May 27 2020, 7:41 pm

A Vancouver high school teacher has been suspended after making discriminatory, racist, and misogynistic comments towards students in a number of his classes, according to the British Columbia Commissioner for Teacher Regulation (BCCTR).

In a decision that was released this week, the BCCTR said Klaus Breslauer was employed by the Vancouver School Board and the incidents took place  over the 2017/2018 school year, while Breslauer was teaching Science 9, Science 10, and Physics 11 at the school.

The BCCTR said incidents included, but weren’t limited to:

  • Frequently discussing his personal life, “which included making comments to the students about his family, his previous job as a bouncer, gambling, his travels, paranormal activity, and his sex life
  • Telling a student whose father was from Iran that if “you do not get good grades, you get sent out into the minefields”
  • Telling exchange students “they should go back to working on rice farms”
  • Commenting during a class electricity experiment that “boys are especially gifted at rubbing rods” and that he himself had “years of experience doing so”
  • Asking a student of Japanese descent if they were unable to answer a question because they watched too much hentai or anime pornography
  • Allowing students to print their own comments about work habits in their report cards, telling students “he did this because of his own laziness”
  • Telling students he believed had cheated on a test that they deserved to get a sexually transmitted disease
  • Posting a photo of himself and his wife on Facebook in which the pair appeared to be naked behind a computer

The BCCTR also found that Breslauer was “rude and dismissive” in his email correspondence with students and their parents.
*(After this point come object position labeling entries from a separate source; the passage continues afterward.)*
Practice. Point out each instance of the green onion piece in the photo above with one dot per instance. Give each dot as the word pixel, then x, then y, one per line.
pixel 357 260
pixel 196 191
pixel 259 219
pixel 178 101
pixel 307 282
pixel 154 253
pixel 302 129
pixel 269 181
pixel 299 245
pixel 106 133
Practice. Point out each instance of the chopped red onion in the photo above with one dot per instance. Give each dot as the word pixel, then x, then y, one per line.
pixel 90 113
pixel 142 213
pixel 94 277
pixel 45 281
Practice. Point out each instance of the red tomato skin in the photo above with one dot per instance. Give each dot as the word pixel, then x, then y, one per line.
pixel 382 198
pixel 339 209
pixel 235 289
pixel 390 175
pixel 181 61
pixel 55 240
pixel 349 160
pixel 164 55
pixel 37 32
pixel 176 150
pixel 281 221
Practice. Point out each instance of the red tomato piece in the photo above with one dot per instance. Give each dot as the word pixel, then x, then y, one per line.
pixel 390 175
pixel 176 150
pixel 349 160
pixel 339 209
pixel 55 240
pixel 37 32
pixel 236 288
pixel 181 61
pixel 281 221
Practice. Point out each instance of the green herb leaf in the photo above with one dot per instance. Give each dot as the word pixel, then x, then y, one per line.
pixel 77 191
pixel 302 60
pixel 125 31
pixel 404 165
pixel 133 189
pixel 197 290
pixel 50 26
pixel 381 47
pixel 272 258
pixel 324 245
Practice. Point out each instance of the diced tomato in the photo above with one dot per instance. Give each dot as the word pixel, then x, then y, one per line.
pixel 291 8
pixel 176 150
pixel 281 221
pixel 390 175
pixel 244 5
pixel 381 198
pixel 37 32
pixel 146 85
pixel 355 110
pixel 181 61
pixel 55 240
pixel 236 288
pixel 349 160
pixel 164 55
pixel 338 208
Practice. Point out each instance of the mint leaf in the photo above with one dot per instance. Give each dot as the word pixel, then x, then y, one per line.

In outlining the reasons for its decision, the BCCTR said Breslauer actions and comments created a negative learning environment in the classroom, that he “had failed to model behaviour appropriate of an educator,” and that he had previously been disciplined by his employer for making inappropriate comments to students. He had been suspended with pay from January 22 2008 to January 31, 2009, and suspended without pay from February 1, 2009 to June 1, 2009.